Since this recording is based off of a livestream, there is no unedited version available for streaming; however, support our hard work by tipping us and/or joining a membership tier on either Ko-fi or Patreon!

David Cameo:
Sherrandy Swift:
Bridget Mason-Gray:

  • First thing's first: watch, listen to, or read about our interview with Phil McLaughlin, who Directed this episode. He's been Editor on Fear The Walking Dead for several seasons and this interview gives you a heaping spoonful of the production process! You can also get a sense of his love and appreciation for the material and all who are involved in making it. He also has a short film ambling it's way through the globe called Toad Boy, which we asked a few questions about, as well.

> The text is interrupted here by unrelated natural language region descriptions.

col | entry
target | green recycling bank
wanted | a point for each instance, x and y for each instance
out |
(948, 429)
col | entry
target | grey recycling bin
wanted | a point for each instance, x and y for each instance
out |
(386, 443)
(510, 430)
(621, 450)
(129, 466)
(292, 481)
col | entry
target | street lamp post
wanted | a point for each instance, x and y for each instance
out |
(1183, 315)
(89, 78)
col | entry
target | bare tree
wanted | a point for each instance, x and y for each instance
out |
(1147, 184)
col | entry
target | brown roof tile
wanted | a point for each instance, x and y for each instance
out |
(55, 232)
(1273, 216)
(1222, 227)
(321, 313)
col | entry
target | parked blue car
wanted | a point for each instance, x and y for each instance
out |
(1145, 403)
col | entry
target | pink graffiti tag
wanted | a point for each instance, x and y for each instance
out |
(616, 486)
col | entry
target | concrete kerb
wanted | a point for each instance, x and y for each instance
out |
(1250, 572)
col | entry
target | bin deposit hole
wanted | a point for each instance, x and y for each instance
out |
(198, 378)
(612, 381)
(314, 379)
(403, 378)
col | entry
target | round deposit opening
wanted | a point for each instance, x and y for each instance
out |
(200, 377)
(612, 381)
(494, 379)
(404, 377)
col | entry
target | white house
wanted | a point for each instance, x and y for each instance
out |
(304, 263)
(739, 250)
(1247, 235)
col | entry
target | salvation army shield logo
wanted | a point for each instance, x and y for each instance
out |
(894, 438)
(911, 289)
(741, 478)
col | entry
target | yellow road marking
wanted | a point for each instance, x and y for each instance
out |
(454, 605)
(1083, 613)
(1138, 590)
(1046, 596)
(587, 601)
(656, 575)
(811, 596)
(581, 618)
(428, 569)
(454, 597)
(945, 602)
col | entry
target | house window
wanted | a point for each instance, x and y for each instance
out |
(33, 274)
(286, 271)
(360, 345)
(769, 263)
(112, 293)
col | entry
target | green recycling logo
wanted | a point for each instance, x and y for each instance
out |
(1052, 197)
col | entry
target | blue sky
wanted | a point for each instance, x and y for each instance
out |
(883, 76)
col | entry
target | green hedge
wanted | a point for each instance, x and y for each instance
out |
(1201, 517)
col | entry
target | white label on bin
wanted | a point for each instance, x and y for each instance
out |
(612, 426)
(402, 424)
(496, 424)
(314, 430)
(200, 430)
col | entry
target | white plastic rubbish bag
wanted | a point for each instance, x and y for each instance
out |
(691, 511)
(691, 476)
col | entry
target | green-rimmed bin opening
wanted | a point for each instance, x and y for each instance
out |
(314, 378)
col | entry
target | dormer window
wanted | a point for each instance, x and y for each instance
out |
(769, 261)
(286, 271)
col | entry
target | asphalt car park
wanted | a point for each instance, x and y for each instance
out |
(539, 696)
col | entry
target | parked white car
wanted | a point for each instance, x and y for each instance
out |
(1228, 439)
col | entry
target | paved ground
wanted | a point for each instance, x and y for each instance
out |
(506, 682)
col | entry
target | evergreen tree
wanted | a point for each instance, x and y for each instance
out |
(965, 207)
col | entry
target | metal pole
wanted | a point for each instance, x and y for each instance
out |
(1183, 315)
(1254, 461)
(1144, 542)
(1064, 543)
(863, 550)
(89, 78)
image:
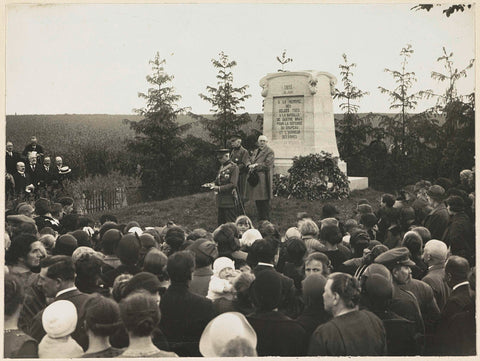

  • And, of course, we can't forgot to mention (yet again, because we had to in our interview) how Phil donated a signed 12-pack of 3 Floyds Zombie Dust (minus the actual beer) for our TWDU Trivia Charity Battle, which Sherrandy ended up winning. It may have taken a while to make it to her, but Phil made it worth her while by signing it, himself, and getting the signatures of all the main actors in this episode, whom he directed: Christine Evangelista, Austin Amelio, Jayla Walton, and Jenna Elfman.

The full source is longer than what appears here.